Scientists on the verge of discovering anti-aging drug?

A new drug tested on mice for anti-aging, yielded positive results.

Good news for the whole world might just be around the corner. Scientists may just be on the verge of discovering a new drug that could slow down the aging process in humans and elongate their lives. Scientists from The Scripps Research Institute in Jupiter, FL, the Mayo Clinic in Rochester, MN, and their peers might have come up with a drug that improves cardiovascular functions and delay the aging process.

These drugs, namely Senolytics kill senescent cells which are related to aging in the human body. Senescent cells stop dividing when a human gets old and accumulate in various body tissues. They also secrete proteins which cause harm to cells nearby. These senescent cells, the process of aging take place in humans which also causes age-related diseases to develop. Scientists set out to discover a new drug which would exterminate these senescent cells without harming other cells nearby. After testing a multitute of drugs, only two showed promise of being a success.
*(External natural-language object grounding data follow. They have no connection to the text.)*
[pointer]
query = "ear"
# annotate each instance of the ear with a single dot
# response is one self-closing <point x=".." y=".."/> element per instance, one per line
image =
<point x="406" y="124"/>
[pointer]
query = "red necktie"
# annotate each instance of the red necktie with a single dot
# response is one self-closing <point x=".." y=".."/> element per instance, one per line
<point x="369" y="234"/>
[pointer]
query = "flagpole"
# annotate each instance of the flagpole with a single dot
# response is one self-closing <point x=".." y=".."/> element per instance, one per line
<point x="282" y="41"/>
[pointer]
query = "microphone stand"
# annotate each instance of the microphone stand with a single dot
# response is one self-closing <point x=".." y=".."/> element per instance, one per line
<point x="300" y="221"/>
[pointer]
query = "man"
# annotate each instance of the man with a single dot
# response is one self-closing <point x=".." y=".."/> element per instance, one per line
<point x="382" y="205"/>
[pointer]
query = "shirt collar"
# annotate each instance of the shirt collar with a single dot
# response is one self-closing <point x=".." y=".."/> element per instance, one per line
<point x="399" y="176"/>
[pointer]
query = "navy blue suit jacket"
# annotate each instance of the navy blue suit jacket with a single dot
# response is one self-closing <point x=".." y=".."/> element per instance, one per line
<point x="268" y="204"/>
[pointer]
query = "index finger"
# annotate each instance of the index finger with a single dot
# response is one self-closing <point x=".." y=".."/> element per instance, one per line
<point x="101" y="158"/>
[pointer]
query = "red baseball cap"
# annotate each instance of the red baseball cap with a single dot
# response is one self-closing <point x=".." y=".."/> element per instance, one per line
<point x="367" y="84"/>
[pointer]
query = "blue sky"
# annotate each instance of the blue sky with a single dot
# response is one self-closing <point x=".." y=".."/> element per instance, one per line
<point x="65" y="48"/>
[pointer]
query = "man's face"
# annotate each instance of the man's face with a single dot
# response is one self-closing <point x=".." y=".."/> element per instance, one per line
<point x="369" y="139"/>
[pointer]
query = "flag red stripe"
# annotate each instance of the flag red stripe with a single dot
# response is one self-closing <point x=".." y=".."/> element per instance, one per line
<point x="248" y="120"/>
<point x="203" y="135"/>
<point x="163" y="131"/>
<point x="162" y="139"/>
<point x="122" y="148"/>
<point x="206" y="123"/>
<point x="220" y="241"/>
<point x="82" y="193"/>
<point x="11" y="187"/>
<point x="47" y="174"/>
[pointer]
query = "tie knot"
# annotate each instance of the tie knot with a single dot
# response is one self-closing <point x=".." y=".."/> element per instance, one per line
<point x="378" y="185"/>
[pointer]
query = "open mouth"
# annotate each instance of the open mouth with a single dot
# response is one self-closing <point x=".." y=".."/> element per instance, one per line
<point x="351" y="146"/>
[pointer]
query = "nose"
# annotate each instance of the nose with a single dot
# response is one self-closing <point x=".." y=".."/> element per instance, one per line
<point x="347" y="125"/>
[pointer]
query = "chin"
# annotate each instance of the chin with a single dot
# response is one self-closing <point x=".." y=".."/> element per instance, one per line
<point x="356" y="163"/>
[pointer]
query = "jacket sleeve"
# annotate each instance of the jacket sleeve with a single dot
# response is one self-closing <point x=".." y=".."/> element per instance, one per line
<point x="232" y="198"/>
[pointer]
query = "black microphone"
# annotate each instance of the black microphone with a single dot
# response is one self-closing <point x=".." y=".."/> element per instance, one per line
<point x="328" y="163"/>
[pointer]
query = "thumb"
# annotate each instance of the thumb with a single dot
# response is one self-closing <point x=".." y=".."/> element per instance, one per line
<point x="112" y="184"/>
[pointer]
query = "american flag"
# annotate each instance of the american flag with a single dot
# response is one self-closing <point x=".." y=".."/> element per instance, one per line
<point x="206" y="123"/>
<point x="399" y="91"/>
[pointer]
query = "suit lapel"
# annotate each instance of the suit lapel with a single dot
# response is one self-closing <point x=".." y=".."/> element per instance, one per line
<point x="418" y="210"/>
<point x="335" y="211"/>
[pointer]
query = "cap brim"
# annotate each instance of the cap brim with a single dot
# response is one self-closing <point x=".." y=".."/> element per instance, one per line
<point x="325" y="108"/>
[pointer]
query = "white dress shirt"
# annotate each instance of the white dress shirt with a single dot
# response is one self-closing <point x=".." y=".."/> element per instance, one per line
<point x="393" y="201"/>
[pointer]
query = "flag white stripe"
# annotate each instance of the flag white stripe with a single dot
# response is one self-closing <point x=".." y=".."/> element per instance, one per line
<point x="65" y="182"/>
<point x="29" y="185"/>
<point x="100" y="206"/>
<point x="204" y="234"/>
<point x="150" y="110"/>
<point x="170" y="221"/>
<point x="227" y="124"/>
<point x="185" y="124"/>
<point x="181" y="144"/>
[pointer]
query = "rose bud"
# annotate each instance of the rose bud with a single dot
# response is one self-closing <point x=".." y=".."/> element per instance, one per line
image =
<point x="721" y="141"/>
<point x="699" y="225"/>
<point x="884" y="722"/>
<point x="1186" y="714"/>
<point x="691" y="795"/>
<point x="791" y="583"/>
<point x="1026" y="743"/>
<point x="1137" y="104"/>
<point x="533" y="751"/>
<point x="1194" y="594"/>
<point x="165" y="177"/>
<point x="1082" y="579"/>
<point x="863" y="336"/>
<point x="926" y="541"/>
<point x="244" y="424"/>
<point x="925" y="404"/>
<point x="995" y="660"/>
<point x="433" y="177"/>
The combination of two drugs Dasatinib and Quercetin proved to be effective in a number of functions.

Upon being injected with senolytics, the mice responded positively to the test. Anti aging factors such as improved cardiovascular activities in mice were observed. Also, mice who were exposed to radiation therapy recorded an enhanced endurance to exercise.
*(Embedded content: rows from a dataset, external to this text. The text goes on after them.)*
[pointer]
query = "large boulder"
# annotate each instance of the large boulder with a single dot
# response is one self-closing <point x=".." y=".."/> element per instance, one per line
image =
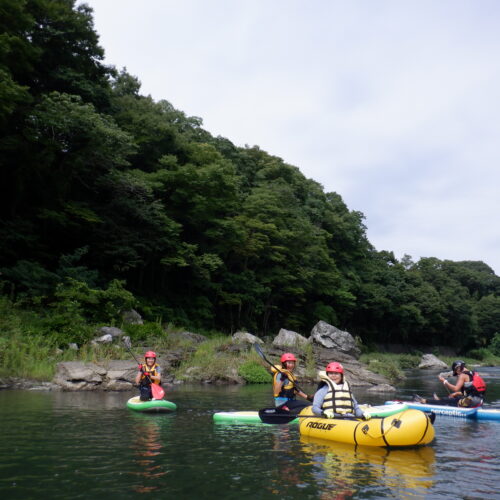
<point x="356" y="373"/>
<point x="111" y="330"/>
<point x="109" y="376"/>
<point x="332" y="338"/>
<point x="245" y="337"/>
<point x="132" y="317"/>
<point x="288" y="338"/>
<point x="120" y="375"/>
<point x="195" y="338"/>
<point x="79" y="376"/>
<point x="431" y="362"/>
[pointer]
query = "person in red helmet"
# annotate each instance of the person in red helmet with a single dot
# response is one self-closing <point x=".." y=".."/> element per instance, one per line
<point x="334" y="396"/>
<point x="284" y="381"/>
<point x="148" y="373"/>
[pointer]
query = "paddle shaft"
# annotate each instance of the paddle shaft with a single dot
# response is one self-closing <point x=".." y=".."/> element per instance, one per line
<point x="261" y="354"/>
<point x="285" y="419"/>
<point x="136" y="360"/>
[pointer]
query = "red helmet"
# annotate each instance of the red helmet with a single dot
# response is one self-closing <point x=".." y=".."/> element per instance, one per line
<point x="288" y="356"/>
<point x="334" y="367"/>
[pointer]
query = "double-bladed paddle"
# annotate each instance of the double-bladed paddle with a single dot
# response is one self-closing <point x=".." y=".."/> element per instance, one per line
<point x="279" y="416"/>
<point x="156" y="390"/>
<point x="261" y="354"/>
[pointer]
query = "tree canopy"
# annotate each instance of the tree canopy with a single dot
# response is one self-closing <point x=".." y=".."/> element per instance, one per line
<point x="102" y="184"/>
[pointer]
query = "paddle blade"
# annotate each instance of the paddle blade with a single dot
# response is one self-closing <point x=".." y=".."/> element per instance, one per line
<point x="258" y="349"/>
<point x="275" y="416"/>
<point x="157" y="391"/>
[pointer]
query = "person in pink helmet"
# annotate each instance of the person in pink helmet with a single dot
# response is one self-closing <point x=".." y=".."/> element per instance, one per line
<point x="284" y="381"/>
<point x="148" y="373"/>
<point x="334" y="397"/>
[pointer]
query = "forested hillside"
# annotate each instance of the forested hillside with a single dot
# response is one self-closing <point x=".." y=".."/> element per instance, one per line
<point x="105" y="191"/>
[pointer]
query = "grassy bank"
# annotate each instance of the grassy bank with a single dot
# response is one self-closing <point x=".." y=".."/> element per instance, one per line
<point x="31" y="345"/>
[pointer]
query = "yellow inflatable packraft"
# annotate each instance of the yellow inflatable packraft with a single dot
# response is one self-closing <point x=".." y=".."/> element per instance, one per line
<point x="406" y="428"/>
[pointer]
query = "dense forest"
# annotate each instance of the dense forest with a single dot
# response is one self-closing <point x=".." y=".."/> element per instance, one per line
<point x="111" y="197"/>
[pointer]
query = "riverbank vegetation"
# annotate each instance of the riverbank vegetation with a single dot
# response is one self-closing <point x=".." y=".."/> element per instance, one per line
<point x="114" y="201"/>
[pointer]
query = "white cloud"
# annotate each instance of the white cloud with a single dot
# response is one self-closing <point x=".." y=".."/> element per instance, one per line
<point x="392" y="104"/>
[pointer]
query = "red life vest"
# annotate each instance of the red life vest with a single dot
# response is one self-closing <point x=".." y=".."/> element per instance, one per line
<point x="476" y="386"/>
<point x="478" y="383"/>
Both drugs Dasatinib and Quercetin in their separate form and entirety are recommended are are being used by humans. However, the combination of both these drugs have not been recommended medically as of yet as they can have drastic side effects on the health. If proven to be a success, senolytics will go a long way in benefiting mankind in the sense that it would improve elongate the span of human lives. These study results took place over a period of seven months and during this time it was found that age-related symptoms, spine degeneration and osteoporosis was greatly reduced in the mice.